We localized group differences in sulcal curvature to subdivisions of the STS and PCS. Each of these regions show heterogeneous functional specialization; the STS supports a range of social processes regionally specialized across a posterior-to-anterior axis, from language to theory of mind, to voice and face recognition50, while the anterior cingulate encompasses heterogeneous cytoarchitecture, neurotransmitter receptors, and functional subdivisions that are associated with diverse cognitions of emotional reactivity, attention, fear, theory of mind, memory, and bodily sensations49,56. The sulcal kink identified in the STS mapped to STSdp, a region responsive to voice perception tasks and tasks engaging face and biological motion perception; and to midcingulate area a32pr, bordering area d32, for the PCS. Area a32pr has functional connections primarily with other medial prefrontal regions, cingulate and insular regions, while d32 has additional functional connections to temporal and lateral parietal lobes57. In rhesus monkeys, anterograde and retrograde tracing techniques have shown that despite regional heterogeneity in their projections, the medial prefrontal cortices are unified by bidirectional connections with the superior temporal cortex and neighboring auditory association cortices58. One such connection, the arcuate fasciculus, shows reduced fractional anisotropy in the left hemisphere of schizophrenia patients with hallucinations compared to healthy controls59, and left-lateralized reduced mean and radial diffusivity in children reporting psychotic experiences60, suggesting a relationship between developmental changes to fronto-temporal association tracts and the increased LGI synchrony between salience and auditory regions observed here. This converges with previous work illustrating a positive association between auditory hallucination severity in schizophrenia and structural covariance of grey matter volume in frontal–temporal regions24.
What is the mechanism by which reduced morphological congruity between auditory and cingulate cortices develops and could it represent a structural presage of later-life hallucinations? The challenge in interpreting structural covariance networks lies in an incomplete understanding of their cellular, genetic, and experience-dependent plasticity underpinnings. Studies on the microstructural basis of sulcal macrostructure suggest that neuronal density changes, dendritic arborisation, synaptic pruning, and organization of axonal connections, individually or together, drive gyrification. A recent study using neurite orientation dispersion and density imaging, a novel multi-compartment diffusion MRI model of cortical microstructure, showed that neurite orientation dispersion is leftward asymmetric in frontal areas and rightward asymmetric in early auditory areas in two independent samples of healthy adults61. The geometric effects of dendritic arborisation as a driver of cortical folding may therefore contribute to the sulcal asymmetries observed here. The evidence accumulating with regard to prenatal inflammatory exposure62, maternal stress, obstetric complications63, and expression of schizophrenia risk genes in fetal life as factors conferring vulnerability to schizophrenia would be of major relevance to how the intrauterine environment contributes to the variations in cortical folding that impact postnatal pathology. We hypothesize that auditory hallucinations in schizophrenia patients, and the accompanying patterns of brain function, result from alterations to the maturational trajectories in temporal and cingulate regions, and thus their structural covariance. Mechanistic predictions follow, including the role of genes involved in driving the maturational trajectories of cortical patterning64 and the impact of events that disrupt fetal neurodevelopment20,21,62,63. Longitudinal studies following prenatal cohorts until adult life will be required to establish such predictions.

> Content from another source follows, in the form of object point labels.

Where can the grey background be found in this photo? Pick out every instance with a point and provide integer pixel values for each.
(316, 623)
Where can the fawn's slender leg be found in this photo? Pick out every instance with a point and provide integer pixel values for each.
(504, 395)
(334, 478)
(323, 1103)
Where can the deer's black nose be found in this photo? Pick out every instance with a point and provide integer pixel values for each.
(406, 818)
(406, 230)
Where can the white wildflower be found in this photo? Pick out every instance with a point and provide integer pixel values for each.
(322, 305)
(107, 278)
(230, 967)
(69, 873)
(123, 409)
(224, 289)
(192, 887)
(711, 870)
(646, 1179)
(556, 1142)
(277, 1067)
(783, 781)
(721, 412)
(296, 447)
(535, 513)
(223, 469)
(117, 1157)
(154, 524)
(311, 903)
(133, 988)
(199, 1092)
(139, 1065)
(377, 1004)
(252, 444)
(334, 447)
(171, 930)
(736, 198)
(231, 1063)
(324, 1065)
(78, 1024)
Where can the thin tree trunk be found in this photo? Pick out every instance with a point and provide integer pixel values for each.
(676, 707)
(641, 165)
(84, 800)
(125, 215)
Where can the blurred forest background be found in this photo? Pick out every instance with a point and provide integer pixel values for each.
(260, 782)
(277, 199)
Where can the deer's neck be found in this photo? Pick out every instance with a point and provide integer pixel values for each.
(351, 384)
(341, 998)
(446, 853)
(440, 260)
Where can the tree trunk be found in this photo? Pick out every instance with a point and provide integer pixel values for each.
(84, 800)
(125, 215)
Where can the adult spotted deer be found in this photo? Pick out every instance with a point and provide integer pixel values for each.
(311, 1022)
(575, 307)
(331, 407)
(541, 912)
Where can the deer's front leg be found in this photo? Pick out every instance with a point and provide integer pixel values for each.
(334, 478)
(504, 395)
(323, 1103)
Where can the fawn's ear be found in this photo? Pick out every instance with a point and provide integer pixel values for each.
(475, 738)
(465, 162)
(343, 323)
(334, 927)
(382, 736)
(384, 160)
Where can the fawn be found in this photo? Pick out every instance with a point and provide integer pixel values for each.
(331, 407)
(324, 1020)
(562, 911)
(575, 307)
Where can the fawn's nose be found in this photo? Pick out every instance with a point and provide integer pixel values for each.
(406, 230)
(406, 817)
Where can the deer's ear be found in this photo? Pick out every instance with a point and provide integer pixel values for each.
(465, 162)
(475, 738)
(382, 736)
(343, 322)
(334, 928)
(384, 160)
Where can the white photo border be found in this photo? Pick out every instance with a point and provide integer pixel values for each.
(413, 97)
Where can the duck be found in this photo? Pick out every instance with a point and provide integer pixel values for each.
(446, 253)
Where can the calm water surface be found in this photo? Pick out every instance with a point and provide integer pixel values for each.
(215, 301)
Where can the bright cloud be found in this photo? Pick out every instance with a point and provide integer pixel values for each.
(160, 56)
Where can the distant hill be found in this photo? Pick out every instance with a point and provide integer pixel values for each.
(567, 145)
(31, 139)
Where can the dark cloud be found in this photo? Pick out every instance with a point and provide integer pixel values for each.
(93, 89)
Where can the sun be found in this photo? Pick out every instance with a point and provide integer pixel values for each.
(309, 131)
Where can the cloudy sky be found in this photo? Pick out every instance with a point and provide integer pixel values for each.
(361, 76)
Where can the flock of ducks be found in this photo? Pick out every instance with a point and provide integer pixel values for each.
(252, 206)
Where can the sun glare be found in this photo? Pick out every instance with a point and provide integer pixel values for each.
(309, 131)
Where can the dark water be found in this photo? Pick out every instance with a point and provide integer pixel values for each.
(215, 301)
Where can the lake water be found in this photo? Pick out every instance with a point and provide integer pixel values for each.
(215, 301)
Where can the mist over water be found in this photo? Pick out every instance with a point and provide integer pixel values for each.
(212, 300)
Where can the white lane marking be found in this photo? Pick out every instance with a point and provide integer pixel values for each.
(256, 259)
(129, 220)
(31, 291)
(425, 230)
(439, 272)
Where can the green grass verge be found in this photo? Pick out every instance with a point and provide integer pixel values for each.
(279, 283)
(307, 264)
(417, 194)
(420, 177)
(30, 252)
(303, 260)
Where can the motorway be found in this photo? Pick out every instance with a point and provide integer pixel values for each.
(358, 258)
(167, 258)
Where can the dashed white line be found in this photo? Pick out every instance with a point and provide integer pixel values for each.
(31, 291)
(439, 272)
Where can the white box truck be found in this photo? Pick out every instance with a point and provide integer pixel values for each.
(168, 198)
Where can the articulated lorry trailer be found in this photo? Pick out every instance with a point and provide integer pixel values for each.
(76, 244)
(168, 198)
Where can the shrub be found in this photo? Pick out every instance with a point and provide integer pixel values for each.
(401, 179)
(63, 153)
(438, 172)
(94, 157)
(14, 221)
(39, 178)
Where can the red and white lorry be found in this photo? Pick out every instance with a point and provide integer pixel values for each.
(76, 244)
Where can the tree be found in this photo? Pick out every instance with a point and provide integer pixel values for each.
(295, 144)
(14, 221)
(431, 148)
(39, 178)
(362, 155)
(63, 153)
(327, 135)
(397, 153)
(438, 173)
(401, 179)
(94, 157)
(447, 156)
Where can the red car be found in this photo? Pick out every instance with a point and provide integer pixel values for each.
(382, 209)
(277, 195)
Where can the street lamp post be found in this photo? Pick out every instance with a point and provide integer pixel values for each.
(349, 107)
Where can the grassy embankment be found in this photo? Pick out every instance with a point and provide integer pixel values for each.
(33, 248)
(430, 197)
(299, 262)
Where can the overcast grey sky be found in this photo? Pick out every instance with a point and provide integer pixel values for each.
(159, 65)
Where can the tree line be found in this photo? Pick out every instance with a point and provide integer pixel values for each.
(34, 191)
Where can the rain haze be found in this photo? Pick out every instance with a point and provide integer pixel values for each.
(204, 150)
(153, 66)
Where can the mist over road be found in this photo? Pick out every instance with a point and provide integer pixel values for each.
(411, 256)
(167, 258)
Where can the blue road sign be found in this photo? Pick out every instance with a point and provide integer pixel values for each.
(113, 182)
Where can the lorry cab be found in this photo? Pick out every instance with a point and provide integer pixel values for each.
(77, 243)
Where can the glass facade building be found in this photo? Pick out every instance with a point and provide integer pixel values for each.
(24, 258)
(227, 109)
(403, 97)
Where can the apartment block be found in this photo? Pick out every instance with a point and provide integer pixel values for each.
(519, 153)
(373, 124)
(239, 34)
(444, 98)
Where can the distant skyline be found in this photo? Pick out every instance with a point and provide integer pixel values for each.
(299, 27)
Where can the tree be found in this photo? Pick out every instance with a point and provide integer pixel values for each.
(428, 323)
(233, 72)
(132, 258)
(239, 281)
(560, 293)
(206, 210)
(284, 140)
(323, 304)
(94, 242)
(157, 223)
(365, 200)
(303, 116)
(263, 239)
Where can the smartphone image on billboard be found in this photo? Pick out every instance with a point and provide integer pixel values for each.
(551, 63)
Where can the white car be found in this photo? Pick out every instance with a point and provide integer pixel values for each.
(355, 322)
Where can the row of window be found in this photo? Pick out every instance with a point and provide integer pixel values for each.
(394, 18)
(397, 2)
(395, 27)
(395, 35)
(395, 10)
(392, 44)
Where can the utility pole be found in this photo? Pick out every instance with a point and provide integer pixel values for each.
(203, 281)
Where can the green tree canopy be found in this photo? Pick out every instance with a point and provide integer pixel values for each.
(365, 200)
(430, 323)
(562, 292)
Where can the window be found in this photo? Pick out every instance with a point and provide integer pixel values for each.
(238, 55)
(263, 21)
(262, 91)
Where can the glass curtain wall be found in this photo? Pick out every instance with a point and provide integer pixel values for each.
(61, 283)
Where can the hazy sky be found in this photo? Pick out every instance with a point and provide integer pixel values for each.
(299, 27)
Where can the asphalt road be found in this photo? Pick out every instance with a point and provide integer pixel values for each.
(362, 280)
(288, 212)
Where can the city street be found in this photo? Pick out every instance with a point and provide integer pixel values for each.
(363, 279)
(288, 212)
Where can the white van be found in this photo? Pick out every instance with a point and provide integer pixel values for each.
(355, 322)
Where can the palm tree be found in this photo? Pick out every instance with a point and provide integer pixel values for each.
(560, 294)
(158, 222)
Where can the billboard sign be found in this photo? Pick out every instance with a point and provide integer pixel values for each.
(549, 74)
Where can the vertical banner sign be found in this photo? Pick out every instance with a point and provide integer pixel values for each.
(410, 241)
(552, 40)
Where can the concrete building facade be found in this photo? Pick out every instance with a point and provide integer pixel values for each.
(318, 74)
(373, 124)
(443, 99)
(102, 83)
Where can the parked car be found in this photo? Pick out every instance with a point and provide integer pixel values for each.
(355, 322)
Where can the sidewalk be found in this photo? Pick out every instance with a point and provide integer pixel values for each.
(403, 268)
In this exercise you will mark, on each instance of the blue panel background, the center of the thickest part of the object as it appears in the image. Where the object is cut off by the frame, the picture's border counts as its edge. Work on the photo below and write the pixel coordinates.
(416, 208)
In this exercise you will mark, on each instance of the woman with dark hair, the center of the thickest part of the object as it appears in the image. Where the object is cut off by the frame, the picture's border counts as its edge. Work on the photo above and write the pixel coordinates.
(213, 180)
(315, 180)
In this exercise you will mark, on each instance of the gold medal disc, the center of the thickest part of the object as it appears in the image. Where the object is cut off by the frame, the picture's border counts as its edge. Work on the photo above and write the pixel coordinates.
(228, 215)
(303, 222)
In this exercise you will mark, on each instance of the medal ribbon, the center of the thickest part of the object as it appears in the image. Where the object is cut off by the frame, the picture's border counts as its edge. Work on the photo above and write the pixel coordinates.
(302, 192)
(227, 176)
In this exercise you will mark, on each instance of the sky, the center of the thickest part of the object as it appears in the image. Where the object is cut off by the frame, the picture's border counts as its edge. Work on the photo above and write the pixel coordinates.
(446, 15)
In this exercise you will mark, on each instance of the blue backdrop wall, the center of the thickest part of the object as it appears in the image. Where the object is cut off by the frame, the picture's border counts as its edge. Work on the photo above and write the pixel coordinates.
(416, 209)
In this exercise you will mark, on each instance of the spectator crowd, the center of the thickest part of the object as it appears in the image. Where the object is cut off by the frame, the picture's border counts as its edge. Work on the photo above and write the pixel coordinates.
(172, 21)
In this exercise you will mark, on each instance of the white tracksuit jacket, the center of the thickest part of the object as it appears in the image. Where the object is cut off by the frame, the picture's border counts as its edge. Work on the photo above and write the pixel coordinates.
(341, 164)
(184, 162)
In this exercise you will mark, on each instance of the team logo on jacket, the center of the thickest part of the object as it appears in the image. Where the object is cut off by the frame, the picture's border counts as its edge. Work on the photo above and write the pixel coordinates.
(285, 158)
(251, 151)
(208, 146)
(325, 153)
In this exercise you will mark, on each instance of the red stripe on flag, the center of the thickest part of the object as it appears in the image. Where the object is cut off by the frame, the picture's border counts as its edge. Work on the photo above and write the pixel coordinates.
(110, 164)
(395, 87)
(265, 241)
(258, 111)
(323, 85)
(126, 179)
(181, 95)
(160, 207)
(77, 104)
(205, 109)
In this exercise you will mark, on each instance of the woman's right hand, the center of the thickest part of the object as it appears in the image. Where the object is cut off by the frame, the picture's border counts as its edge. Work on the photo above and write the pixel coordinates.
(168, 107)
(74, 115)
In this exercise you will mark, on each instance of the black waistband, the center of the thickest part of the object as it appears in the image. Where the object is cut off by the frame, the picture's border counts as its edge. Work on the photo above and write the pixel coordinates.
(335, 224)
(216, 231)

Current theories of hallucinations in psychosis include those that propose perception is instantiated in a cortical hierarchy, mediated by feedforward and feedback processes that have layer-specific targets65. Recently, layer-specific dynamics of neuronal activity by optogenetic stimulation have been shown to induce visual hallucinations in mice66. That sulcal organization influences laminar gradations67 links our findings to predictive processing accounts of perception and hallucinations65. We speculate that the increased cortical folding covariance between and within salience and auditory networks reported here could be a source, for instance, of the development of prior expectations with overly strong influence on perceptual inferences, or shifts in the weighting of external and internal information, such as inner speech. Another mechanistic avenue relates our results to neurochemical mechanisms of hallucinations. Cortical folding contributes to the specification of the cytoarchitecture of different cortical regions67. That cytoarchitecture relates to the distribution of neurotransmitter receptor binding sites and local concentrations of neurotransmitters and modulators is relevant in light of recent research linking dopamine release capacity and D2 receptor density to the severity of hallucinations in schizophrenia68 and theories on the role of excitatory and inhibitory neurotransmitters in hallucinations69.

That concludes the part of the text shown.